Ce lien fusionnel avec Milena, Kafka le ressent précisément à travers ce jour du 10 août, qui lui rappelle les treize ans qui les séparent… Treize ans, l’âge de la bar mitzva (l’âge de la majorité religieuse selon la tradition juive), dont la cérémonie eut lieu, pour lui, en juillet 1896 et qu’il vécut comme un événement très important, même si, écrit-il à Milena, « je ne fus pas tout à fait content, il me manquait encore quelque chose et je le demandai au ciel ; il se fit attendre jusqu’au 10 août. », Lettre du 10 août 1920.

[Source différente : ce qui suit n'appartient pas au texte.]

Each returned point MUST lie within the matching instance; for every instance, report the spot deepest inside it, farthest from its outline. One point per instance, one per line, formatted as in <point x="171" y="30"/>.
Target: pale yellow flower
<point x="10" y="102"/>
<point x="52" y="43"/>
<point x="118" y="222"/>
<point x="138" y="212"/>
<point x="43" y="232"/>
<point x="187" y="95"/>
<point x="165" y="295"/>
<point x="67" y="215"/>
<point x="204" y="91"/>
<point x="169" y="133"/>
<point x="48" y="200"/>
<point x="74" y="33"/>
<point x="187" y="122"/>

Cette association symbolique entre sa bar mitzva et la naissance de Milena, vécue comme une seconde naissance, n’est pas le fruit du hasard, car, à travers cette correspondance avec une jeune Tchèque (non juive et mariée – à un intellectuel juif, Ernst Pollak), Franz Kafka s’interroge à maintes reprises sur son identité juive, la place des Juifs dans la société de son temps, l’antisémitisme et évoque même à plusieurs endroits le sionisme, qu’il connaît par son grand ami Max Brod, son futur exécuteur testamentaire, lequel, fuyant le nazisme, émigrera en Palestine mandataire.
Les lettres de Kafka jonglent avec plusieurs registres, témoignant d’une grande dextérité : on passe de discussions sérieuses, voire existentielles, qui secouent un être malade et angoissé par nature, à des passages cocasses ou humoristiques : à l’image du récit détaillé qu’il fait du sauvetage d’un scarabée retourné par un lézard dynamique sous les yeux ébahis de l’écrivain allongé sur sa chaise longue, en quête de repos (Lettre de mai 1920)… une scène, somme toute, assez anecdotique, mais qui, sous la plume de l’auteur de la Métamorphose, revêt l’apparence d’un court récit parabolique, puisque, comme il semble le sous-entendre avec finesse et humour, derrière ce lézard qui ramène à la vie le pauvre scarabée, se cache peut-être Milena, l’amie de toujours…
On en vient à regretter que les lettres de cette grande dame, au caractère bien trempé, écrites pour l’essentiel en tchèque (à la demande même de Kafka !), ne soient hélas pas parvenues à la postérité, si ce n’est grâce à quelques phrases citées par l’écrivain…
De ce bref chant à deux, seule nous reste la voix de Kafka, douce, grave, à moitié riante… Une voix qui parle pour deux.